Source of article The Advantage Blog - Tsongas Litigation Consulting.

I was a member of the graduate student admissions committee at the UW Communication Department, and we were meeting to rate and rank applications. There is no need to go into all the details, but as we were moving around the applicant “cards,” with their names and summaries of the qualities – stacking, ordering, and reordering – the process was moving pretty fast. I called for a halt, trying to assess the latest moves that were made. I was uncomfortable with it, but was trying to understand why. The Chair grew impatient and said “you have to give me an argument…” My retort was simple, if impolitic. I said “I don’t have to do sh**,” a comment met with chuckles by the other members of the committee, with except of the chairman.

I could feel the disinclination to support his positions and point of view. I was less interested in agreeing with him. We all continued to have a discussion and arrived at a unanimous agreement on the eventual order, but he had lost any motivation to advocate for himself or his position. He had lost an ally in his efforts to support a candidate who would support his research.
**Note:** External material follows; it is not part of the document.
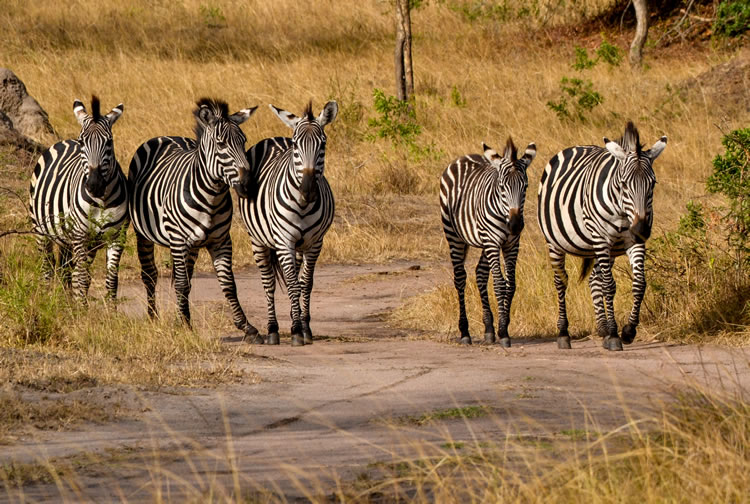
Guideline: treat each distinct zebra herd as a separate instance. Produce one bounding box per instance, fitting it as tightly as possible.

When pushed about what we must do, shouldn’t do, or cannot do, people react. So stop telling the judge what they cannot do in a decision. I have observed this both in court and in a hearing where I was taking part: the opposing counsel told the judge forcefully and without quarter that she could not decide in any other way but his. My eyebrows rose because, although I am not a lawyer, I was a former professor of communication and persuasion. My internal thought was, “Whoops. That was a mistake.” Why? Well, let’s take a quick and simple look at why.

There is a body of social science work in the psychological reactance framework, a body of work that focuses on the resistance to persuasion. This area of persuasion research notes the inherent human desire for autonomy, freedom, and independence. When there is a perceived threat to such intrinsic desires, the motivation to resist the message increases. This motivational resistance is enhanced when particularly forceful, intense, and absolute demands (restrictions of freedom of choice) are employed.
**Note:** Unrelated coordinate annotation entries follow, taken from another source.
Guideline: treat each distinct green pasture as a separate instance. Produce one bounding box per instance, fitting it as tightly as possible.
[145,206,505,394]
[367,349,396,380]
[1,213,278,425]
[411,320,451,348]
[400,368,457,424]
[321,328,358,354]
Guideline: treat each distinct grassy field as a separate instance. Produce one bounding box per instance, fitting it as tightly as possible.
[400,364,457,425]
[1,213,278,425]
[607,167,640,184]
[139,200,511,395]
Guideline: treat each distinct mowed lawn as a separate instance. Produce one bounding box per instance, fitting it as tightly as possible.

As a student of trial persuasion, often I have witnessed litigators telling the judge the law they must follow; that they have literally NO freedom to decide in any other manner; that they are powerless to find in any way contrary to that articulated in their advocacy. Perhaps such a strategy could be geared to a judge’s insecurity that their decision could be overturned in appeal. In my observational experience, most judges are confident in themselves. So, while there may be some institutional or procedural framework inherent in the legal system that could exert influence on a judge’s decision, a judge (dare I say it) is first and foremost a human, with psychological and emotional dispositions that will influence their decision-making process.

So, take care when you direct a judge. Don’t give them a human psychological motivation to find a way to prove you wrong – to show you, in essence, that there is a reasoned way to find against you.

The same argument, in essence, can be made, but with rhetorical sensitivity, acumen, and dexterity. Advance an argument that writes their decision for them; give them the roadmap; help them understand not what they must do, but what you hope they will arrive at based on the force of your logic, application/interpretation of the legal standards, and the particulars of the evidence. In short, be persuasive, not directive.

And consider the Italian diplomat who opined that, “Diplomacy is the art of letting someone else have your way.”